Advantages of Group Life Insurance
This type of insurance covers large group of people at subsidized costs.
Eligible group of members who are otherwise uninsurable under individual over can be insured under this policy.
As compared to individual insurance policies, group insurance is considered as more reasonable.
Group insurance offers a lump sum amount to a nominee in case of a policyholder’s death during the policy period. Group insurance premium is experienced rated and depends on the employee’s age.
Term insurance related products include Group term insurance and Credit Life insurance. On the other hand, Fund Management based products include Group Superannuation, Group annuities, group gratuity scheme and Group leave encashment.
Group Investment Linked Insurance Plan
It gives the dual benefit of protection and investment.
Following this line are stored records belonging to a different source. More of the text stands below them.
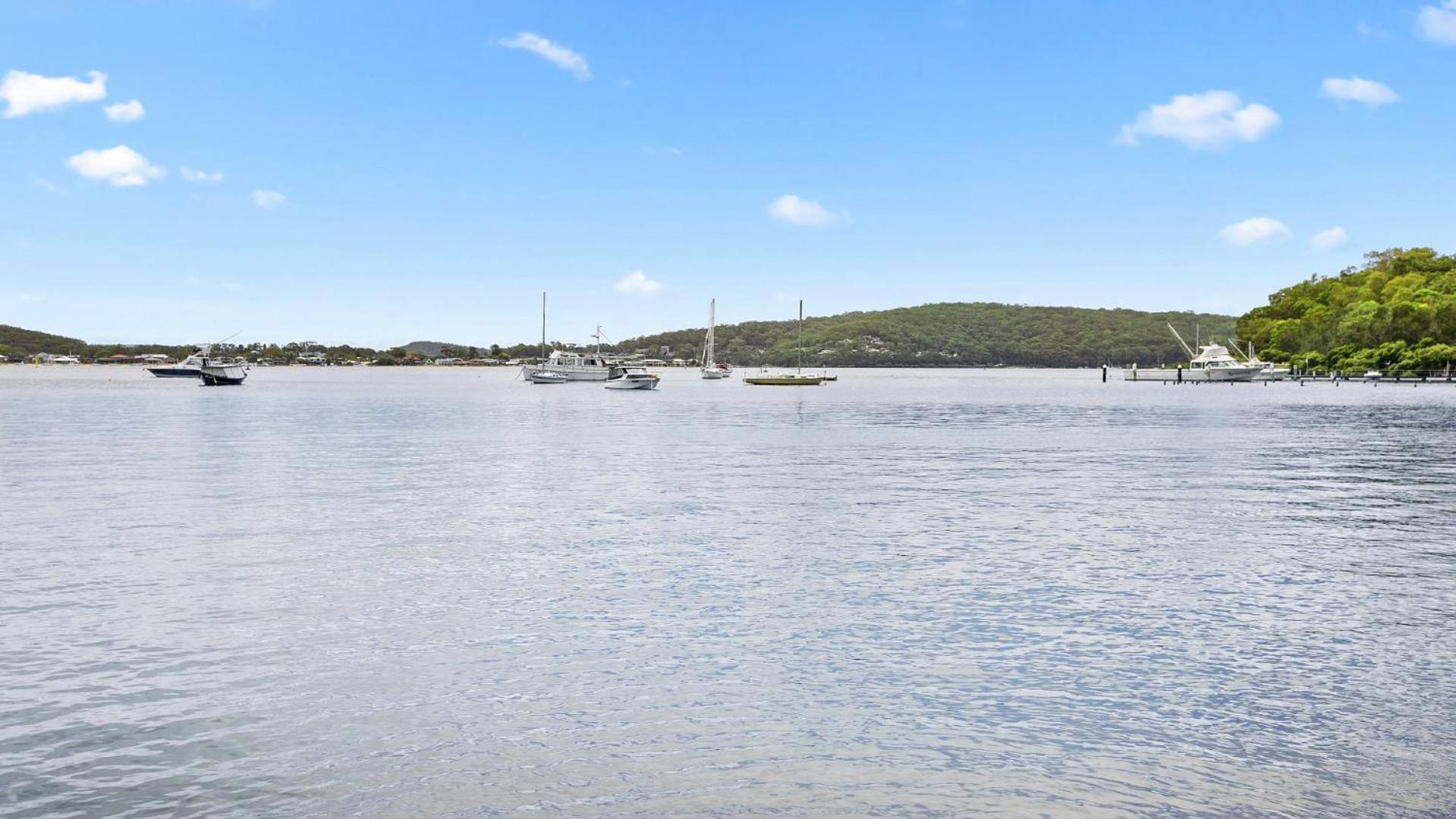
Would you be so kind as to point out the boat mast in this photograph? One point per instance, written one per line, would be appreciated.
(800, 369)
(712, 320)
(1180, 340)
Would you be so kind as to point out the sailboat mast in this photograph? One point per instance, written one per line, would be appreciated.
(801, 338)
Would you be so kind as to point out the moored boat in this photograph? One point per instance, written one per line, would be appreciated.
(709, 370)
(631, 378)
(785, 380)
(222, 374)
(798, 377)
(1212, 362)
(190, 367)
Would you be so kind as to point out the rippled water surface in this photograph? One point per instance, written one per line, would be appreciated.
(421, 592)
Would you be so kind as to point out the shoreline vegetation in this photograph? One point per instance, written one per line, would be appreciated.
(1397, 313)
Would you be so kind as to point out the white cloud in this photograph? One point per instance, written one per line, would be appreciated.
(1438, 25)
(1254, 231)
(1356, 89)
(559, 55)
(800, 212)
(269, 199)
(1202, 121)
(637, 281)
(125, 111)
(191, 175)
(25, 93)
(121, 166)
(1330, 239)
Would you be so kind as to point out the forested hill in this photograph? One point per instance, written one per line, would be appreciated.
(952, 334)
(17, 340)
(1397, 315)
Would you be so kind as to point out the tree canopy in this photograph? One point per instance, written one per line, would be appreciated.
(950, 335)
(1395, 313)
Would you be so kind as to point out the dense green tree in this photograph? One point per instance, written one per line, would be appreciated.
(1397, 313)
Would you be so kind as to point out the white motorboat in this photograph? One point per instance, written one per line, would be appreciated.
(1269, 372)
(575, 366)
(217, 374)
(709, 370)
(1212, 362)
(190, 367)
(632, 378)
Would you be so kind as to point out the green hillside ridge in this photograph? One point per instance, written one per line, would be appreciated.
(1397, 315)
(951, 335)
(20, 342)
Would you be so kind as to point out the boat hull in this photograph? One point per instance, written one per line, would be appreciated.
(1191, 375)
(573, 374)
(225, 375)
(785, 380)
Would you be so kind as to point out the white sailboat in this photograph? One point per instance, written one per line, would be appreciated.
(709, 369)
(545, 375)
(798, 377)
(1212, 362)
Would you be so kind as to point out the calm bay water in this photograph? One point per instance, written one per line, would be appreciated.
(912, 592)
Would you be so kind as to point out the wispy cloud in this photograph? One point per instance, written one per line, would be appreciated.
(120, 166)
(201, 177)
(269, 199)
(28, 93)
(1210, 120)
(1257, 231)
(801, 212)
(1366, 31)
(637, 283)
(128, 111)
(557, 54)
(1438, 24)
(49, 187)
(1330, 239)
(1356, 89)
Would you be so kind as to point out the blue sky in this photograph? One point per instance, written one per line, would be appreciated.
(404, 171)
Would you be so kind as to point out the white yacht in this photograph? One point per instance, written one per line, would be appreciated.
(1212, 362)
(215, 374)
(1269, 372)
(575, 366)
(190, 367)
(709, 369)
(632, 378)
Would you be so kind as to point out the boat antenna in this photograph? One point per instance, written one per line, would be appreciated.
(1180, 340)
(599, 335)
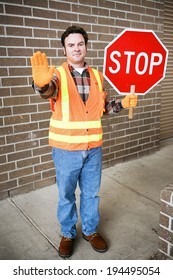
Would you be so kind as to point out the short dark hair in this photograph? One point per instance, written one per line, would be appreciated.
(74, 29)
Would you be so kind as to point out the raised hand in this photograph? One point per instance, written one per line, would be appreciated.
(41, 72)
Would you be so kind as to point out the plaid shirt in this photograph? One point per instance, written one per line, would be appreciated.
(82, 82)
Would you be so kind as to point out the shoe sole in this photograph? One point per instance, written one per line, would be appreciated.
(97, 250)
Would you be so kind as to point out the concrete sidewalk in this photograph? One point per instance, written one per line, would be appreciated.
(130, 208)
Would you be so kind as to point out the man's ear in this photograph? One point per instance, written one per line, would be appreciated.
(64, 51)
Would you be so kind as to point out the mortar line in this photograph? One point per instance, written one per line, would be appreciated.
(138, 193)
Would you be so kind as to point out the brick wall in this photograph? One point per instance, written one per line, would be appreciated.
(165, 248)
(27, 26)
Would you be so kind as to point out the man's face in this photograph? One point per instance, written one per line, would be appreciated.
(75, 49)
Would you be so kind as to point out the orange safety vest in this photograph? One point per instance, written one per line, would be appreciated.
(75, 125)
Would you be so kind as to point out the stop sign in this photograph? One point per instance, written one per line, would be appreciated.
(135, 57)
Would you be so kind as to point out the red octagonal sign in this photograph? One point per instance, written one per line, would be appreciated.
(135, 57)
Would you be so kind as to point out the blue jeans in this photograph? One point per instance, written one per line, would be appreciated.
(84, 168)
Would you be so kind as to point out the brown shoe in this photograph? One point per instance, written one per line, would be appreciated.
(66, 247)
(97, 242)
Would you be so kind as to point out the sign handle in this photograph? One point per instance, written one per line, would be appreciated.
(132, 91)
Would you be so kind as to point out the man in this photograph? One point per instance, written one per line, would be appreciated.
(76, 134)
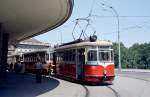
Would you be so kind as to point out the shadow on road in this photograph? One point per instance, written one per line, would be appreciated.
(18, 85)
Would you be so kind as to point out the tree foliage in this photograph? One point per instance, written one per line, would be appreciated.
(137, 56)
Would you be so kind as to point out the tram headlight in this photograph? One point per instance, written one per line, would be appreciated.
(105, 71)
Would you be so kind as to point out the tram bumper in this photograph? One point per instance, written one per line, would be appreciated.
(99, 78)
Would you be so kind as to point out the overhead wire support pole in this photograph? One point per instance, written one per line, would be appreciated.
(118, 28)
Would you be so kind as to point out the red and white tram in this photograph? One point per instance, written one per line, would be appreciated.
(86, 61)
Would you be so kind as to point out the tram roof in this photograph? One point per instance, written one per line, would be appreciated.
(23, 19)
(87, 43)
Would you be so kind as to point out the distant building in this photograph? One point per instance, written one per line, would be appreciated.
(30, 45)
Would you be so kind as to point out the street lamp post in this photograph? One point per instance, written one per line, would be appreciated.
(118, 28)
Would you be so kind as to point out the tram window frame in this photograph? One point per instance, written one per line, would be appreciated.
(109, 55)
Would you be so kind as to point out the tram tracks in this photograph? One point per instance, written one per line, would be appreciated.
(133, 77)
(114, 91)
(88, 92)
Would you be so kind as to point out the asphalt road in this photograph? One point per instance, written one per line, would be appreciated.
(126, 84)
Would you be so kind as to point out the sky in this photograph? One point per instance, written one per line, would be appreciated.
(134, 22)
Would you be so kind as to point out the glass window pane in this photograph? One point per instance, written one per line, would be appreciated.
(92, 55)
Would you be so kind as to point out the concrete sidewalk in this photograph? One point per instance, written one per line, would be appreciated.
(19, 85)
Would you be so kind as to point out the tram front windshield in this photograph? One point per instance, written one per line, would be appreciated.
(100, 55)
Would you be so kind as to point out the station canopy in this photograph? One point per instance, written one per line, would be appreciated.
(23, 19)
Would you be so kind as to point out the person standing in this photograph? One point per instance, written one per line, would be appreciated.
(38, 67)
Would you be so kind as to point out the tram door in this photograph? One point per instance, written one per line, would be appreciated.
(80, 61)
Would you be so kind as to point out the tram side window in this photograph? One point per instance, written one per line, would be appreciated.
(104, 56)
(92, 55)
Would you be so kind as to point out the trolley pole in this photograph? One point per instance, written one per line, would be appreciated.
(118, 30)
(118, 24)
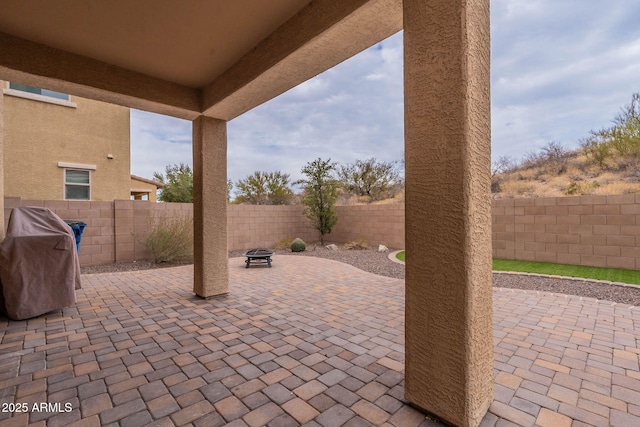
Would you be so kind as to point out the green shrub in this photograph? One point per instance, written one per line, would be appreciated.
(357, 245)
(298, 245)
(283, 243)
(170, 239)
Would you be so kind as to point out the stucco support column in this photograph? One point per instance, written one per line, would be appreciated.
(449, 349)
(211, 260)
(1, 160)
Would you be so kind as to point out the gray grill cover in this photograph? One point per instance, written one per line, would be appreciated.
(39, 266)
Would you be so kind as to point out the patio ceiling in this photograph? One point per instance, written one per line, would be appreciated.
(219, 58)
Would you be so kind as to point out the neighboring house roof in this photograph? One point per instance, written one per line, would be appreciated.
(148, 181)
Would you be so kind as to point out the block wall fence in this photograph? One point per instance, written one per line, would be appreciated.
(601, 231)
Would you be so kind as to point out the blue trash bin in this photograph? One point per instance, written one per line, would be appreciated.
(78, 228)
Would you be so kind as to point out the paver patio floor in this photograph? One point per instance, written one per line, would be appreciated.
(308, 342)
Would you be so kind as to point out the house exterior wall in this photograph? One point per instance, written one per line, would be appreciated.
(38, 135)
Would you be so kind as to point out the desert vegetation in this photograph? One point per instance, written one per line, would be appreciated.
(607, 162)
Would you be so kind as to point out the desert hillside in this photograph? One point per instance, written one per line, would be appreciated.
(607, 163)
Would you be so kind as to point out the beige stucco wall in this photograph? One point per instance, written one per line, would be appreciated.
(144, 187)
(38, 135)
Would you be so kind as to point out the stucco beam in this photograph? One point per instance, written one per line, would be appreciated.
(43, 66)
(320, 36)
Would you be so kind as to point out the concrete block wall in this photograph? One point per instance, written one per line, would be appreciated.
(600, 231)
(251, 226)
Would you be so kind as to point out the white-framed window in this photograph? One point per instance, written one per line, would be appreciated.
(38, 91)
(77, 180)
(38, 94)
(77, 184)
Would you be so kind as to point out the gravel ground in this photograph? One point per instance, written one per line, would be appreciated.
(378, 263)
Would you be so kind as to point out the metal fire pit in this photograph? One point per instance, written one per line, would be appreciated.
(258, 256)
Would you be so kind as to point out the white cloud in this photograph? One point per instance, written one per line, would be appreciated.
(559, 69)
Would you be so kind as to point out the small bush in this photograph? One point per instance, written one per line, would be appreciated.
(298, 245)
(170, 239)
(283, 243)
(357, 245)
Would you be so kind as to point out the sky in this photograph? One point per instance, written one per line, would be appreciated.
(558, 70)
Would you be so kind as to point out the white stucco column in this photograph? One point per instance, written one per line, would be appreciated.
(211, 263)
(449, 349)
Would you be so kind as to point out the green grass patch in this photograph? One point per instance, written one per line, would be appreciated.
(599, 273)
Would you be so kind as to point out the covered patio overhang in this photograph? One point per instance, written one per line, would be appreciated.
(210, 62)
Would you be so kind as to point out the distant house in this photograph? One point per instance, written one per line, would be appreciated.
(59, 147)
(144, 189)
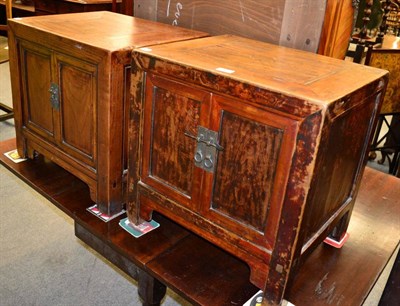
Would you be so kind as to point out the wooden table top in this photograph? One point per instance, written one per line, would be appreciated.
(101, 29)
(204, 274)
(311, 77)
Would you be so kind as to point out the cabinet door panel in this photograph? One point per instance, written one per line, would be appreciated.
(175, 113)
(246, 190)
(36, 72)
(78, 87)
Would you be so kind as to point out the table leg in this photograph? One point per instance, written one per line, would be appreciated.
(150, 290)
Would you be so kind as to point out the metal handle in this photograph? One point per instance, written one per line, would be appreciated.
(211, 141)
(54, 96)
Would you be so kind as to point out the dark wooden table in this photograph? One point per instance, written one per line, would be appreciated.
(204, 274)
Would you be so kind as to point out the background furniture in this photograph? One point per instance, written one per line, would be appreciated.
(46, 7)
(4, 27)
(255, 147)
(387, 56)
(70, 77)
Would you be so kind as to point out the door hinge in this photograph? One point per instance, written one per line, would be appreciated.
(54, 96)
(206, 150)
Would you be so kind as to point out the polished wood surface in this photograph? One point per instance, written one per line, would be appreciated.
(84, 59)
(290, 134)
(203, 273)
(286, 23)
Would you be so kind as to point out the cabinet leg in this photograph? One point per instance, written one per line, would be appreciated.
(340, 229)
(150, 290)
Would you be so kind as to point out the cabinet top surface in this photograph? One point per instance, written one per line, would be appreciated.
(105, 30)
(309, 76)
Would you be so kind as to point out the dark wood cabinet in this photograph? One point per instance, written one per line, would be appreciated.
(70, 82)
(258, 148)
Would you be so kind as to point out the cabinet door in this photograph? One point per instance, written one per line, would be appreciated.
(78, 107)
(173, 112)
(36, 76)
(246, 190)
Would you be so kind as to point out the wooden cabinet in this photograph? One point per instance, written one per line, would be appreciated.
(255, 147)
(70, 82)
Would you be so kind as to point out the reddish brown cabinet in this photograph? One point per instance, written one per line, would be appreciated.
(257, 148)
(70, 82)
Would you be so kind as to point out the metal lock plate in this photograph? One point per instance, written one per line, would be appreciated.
(206, 150)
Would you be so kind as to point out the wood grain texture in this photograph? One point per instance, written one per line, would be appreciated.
(241, 190)
(303, 75)
(87, 55)
(294, 129)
This group insurance policy also known as group ULIP plans as it offer the benefit of market linked investments.
Group Gratuity Plan
This is a fund management based group insurance plan which pays a gratuity as benefit to employees when they stop working but only after completion of five years of employment.
Group Leave Encashment Plan
It helps the company to fund their leave encashment liability payable to your group insurance holders.
Group Critical Illness Rider
This add-on rider gives extra financial security in case of a critical illness.
Group Mortgage Redemption Assurance Plan
This policy insures the life of a member who has taken a loan.